Patrick startled at the voice coming from the darkness. A man walked into the yellow beam provided by a looming light pole behind the train cars. He seemed to have stepped out of nowhere.
Patrick’s body tensed. But he saw the person now approaching him was younger than him and held a can of spray paint. A train tagger. Not dangerous.
“You have any matches?” Patrick asked.
The man smiled. “No, but I have a lighter and some cigarettes.” With his free hand, he reached into his coat pocket and took out both a plastic lighter and an open, almost-full pack of cigarettes. “I have more smokes in the car. You can have these.”
“What about the lighter?”
The man held out his hand. “Keep both.”
Patrick grabbed them before the guy could change his mind. “Thanks,” he mumbled. “I mean it. Very nice of you.”
“Not a problem.”
“You’re a tagger?”
The man laughed. “I guess the paint can gave me away.”
Patrick smiled as he put a fresh cigarette in his mouth. He tried to ignite it, but the wind kept blowing out the lighter’s flame.
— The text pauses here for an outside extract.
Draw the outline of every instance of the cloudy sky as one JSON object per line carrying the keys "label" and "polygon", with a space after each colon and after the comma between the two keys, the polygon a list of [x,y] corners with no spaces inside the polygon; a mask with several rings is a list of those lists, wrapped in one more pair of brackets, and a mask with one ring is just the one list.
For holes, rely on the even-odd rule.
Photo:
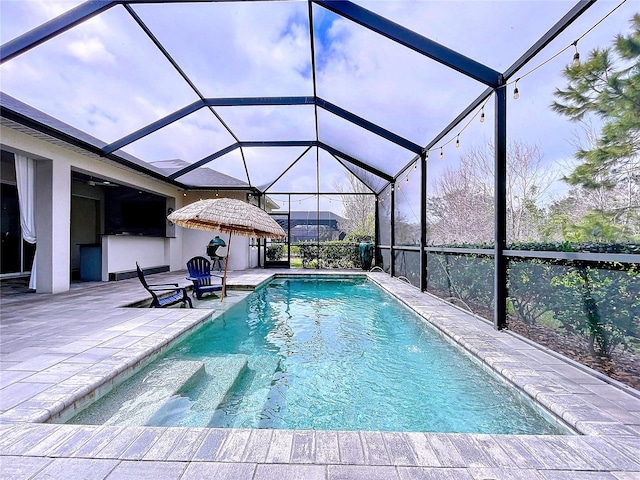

“Hey, there’s an open car down here,” the man said. “If you get inside, you can light that a lot easier.”
Patrick thanked him again. This was turning out to be a good night. Cigarettes and a place to sleep. He was so tired. His bag held a small pillow and a blanket he got from some do-gooders who’d found him under a railroad bridge a few months ago. They needed to be washed. Or replaced. Another reason to go to the Army when he got to the next city. They might even give him a sleeping bag too. That would help a lot.
He followed the man down several cars to the one that was open. Another light pole illuminated the tag the man had painted. Patrick liked most of the graffiti he’d seen on trains. A lot of it was interesting and colorful. This one was a little different. He stared at it a few seconds, trying to figure out what it meant, then decided he really didn’t care.
The man set his paint can inside the open car and pulled himself up into it before reaching down to help Patrick up. Patrick walked a little way inside the empty car and lit his cigarette. He sighed as the smoke entered his lungs. Once again he was seized with coughing, and he fought to control it.
“Sounds like you should give up smoking,” the man said.
Patrick’s family had said the same thing, but he didn’t like anyone telling him what to do. Suddenly, his mother’s voice seemed to speak out of the darkness. Pat, you need Jesus. He can help you. Change you. Save you.
He could almost see her tear-filled eyes as she spoke those words. Why was he revisiting this now? Something powerful poured through him. Regret? In that moment, he wished he’d listened to his mother. But it was too late. He couldn’t go back.
“Thanks for the cigarettes and helping me find a place to sleep,” he said. “I’m Patrick.” He held out his free hand, and the man grabbed it with a gloved one.
“And I’m Adam.” Without letting go, he took a step closer. “Have you heard of the Train Man, Patrick?”
He shook his head. The Train Man? Who’s that?